Usually, I am not that drawn to true alba flowers, but in the case of this species, I take exception. Without a doubt this is one of the most elegant white flowered Cypripediums in the world.
As with many alba flowering plants, these do indeed seem to be weaker in cultivation that the normal type. In my experience they don’t hold up as well, being more given to rots. Beyond that, their requirements are the same as normal Cypripedium japonicum – a shady spot in the garden, a rich, humusy loam soil, and plenty of moisture year round. This species is completely intolerant of drying any time of the year. The same could be said for just about any Cypripedium, but with this one it is absolute – if you let them dry out, they will go dormant, weaken, and perhaps die. They are strong feeders, though I would fertilize only with annual addition of organic matter rather than inorganic salt based fertilizer, particularly if you are growing them in a highly organic compost to being with. It is all too easy to over fertilize terrestrial orchids, and they usually reward you by dying outright.

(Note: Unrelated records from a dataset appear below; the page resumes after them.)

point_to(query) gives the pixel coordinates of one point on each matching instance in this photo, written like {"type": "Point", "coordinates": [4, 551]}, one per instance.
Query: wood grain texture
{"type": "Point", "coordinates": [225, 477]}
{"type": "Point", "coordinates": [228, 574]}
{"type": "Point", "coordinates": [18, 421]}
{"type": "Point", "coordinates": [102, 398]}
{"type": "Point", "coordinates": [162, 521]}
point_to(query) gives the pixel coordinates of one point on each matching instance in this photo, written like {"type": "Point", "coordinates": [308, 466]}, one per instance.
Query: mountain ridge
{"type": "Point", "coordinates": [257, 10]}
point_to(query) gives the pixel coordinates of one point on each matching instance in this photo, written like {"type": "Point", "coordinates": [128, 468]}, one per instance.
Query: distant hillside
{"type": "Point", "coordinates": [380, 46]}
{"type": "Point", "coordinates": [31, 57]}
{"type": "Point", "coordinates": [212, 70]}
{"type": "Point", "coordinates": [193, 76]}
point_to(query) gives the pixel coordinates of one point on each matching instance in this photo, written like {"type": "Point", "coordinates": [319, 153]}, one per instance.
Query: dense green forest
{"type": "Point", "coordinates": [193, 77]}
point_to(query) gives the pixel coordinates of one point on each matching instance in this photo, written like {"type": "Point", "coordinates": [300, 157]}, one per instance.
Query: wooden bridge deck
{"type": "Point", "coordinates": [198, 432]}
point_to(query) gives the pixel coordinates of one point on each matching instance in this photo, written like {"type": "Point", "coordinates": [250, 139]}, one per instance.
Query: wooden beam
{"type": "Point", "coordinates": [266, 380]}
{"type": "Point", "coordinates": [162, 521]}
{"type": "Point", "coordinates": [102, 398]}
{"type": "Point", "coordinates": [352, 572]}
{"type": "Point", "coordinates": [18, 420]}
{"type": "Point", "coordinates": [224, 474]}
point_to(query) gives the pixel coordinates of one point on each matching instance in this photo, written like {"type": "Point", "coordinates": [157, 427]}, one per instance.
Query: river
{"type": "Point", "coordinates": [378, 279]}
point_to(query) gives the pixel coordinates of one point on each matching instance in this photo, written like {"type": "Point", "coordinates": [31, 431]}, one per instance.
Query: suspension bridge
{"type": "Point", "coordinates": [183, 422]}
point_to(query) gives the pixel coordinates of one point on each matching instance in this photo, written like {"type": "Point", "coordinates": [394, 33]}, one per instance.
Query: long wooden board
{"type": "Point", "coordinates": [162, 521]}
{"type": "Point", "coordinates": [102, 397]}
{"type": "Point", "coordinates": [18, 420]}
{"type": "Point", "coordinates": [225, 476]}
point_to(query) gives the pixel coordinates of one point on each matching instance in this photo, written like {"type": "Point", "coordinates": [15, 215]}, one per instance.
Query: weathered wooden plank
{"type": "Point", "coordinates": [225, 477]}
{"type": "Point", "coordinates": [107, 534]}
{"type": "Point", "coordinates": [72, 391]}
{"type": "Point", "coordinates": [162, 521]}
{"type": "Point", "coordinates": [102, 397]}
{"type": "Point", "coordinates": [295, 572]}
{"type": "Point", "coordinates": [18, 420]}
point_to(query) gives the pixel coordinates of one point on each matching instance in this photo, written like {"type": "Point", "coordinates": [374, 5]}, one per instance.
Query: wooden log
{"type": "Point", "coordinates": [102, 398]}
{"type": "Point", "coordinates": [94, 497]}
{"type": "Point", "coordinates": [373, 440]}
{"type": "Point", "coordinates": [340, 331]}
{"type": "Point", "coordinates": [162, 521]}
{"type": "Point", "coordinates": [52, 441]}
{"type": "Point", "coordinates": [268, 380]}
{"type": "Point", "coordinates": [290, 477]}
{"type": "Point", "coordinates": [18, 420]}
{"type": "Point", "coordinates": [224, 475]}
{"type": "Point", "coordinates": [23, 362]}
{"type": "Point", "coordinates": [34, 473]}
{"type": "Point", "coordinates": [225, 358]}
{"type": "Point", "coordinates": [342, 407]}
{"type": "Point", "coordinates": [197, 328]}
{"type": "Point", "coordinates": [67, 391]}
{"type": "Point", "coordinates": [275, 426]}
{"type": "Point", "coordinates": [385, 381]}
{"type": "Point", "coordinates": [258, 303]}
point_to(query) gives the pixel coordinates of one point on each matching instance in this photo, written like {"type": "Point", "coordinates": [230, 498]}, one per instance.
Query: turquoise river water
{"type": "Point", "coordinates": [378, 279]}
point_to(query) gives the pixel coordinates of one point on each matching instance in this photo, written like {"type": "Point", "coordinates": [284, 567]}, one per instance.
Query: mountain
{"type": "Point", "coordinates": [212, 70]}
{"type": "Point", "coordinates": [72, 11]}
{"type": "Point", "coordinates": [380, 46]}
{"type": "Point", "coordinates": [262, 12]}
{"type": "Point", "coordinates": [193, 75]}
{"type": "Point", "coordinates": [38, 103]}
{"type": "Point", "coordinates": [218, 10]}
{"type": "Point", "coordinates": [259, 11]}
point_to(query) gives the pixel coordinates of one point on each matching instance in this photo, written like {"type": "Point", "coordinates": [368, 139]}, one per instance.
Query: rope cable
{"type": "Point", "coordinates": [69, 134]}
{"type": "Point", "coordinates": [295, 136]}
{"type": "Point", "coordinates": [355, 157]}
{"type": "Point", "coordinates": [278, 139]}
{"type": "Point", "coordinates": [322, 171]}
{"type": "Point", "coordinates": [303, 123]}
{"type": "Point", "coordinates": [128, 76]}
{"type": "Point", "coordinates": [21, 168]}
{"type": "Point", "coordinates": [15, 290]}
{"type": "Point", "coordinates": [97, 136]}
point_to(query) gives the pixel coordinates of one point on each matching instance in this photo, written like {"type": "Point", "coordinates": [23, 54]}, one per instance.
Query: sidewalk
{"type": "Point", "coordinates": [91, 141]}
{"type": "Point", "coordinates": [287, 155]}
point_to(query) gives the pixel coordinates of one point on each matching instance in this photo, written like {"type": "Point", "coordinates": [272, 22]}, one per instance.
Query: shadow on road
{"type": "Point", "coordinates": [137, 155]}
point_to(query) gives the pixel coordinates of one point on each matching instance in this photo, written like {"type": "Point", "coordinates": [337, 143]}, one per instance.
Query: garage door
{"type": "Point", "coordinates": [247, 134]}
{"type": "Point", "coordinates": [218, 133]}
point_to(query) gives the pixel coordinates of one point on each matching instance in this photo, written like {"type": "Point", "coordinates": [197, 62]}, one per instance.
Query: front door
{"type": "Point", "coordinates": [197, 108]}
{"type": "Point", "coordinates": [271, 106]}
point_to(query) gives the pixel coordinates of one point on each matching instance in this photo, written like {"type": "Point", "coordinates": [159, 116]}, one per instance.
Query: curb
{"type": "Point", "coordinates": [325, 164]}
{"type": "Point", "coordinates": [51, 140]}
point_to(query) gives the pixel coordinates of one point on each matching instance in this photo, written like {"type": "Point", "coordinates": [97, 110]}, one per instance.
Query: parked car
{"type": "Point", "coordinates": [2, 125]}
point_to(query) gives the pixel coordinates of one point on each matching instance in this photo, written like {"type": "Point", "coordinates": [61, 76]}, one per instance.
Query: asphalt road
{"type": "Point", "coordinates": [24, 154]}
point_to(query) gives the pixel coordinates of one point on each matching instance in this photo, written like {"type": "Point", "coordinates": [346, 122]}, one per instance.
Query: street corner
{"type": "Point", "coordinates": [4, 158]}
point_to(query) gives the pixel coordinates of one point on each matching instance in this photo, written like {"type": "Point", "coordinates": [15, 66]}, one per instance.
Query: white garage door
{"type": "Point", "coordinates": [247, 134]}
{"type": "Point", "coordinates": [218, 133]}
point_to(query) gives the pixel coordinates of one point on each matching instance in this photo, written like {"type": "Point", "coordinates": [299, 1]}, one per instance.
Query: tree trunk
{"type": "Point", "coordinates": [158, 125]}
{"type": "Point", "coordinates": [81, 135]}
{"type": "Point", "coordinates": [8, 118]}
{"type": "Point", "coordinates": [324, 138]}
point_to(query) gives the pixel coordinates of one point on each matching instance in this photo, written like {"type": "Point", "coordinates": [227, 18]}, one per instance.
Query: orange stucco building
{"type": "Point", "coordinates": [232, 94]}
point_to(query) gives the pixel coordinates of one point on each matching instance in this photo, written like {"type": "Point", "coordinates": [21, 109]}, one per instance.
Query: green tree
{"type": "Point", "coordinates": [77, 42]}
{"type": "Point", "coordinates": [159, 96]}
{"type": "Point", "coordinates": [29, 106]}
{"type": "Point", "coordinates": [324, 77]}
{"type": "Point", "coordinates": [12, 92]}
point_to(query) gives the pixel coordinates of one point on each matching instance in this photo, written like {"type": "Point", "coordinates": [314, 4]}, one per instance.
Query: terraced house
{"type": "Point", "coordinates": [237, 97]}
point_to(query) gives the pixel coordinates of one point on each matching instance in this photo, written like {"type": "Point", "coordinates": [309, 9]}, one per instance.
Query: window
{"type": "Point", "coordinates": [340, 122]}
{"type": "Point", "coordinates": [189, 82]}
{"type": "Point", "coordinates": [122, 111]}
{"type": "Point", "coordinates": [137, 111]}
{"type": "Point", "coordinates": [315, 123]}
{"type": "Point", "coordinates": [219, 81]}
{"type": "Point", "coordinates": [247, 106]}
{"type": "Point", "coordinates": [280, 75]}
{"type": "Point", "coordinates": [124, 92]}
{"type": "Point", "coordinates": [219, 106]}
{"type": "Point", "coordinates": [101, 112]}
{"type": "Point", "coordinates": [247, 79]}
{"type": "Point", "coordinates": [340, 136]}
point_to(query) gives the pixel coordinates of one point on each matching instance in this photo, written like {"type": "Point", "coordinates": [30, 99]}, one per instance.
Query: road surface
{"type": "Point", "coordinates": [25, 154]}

Perhaps the greatest hurdle in growing this plant is simply finding one. Outside of Japan they are nearly ghosts. Stories circulate of plants that have made it to Europe, but nobody is selling any on the open market. In America, if they exist at all, they are secreted away in some private collection. Even here in Japan they are not common and when offered command an impressive price. Before the economic meltdown of 2008, an individual flowering sized division would fetch between $600 and $1000 US. Nowadays with people holding onto their cash they go for as little as $350 for the same flowering division – if you can find one for sale.
Why so expensive? The simple reason is nobody has found a reliable way of propagating them other than by division. Cypripedium japonicum is notoriously difficult from seed, even using green pod rescued embryos. Perhaps one day someone will find a way, but for now this queen of lady slipper orchids will remain rare, illusive, and highly sought after.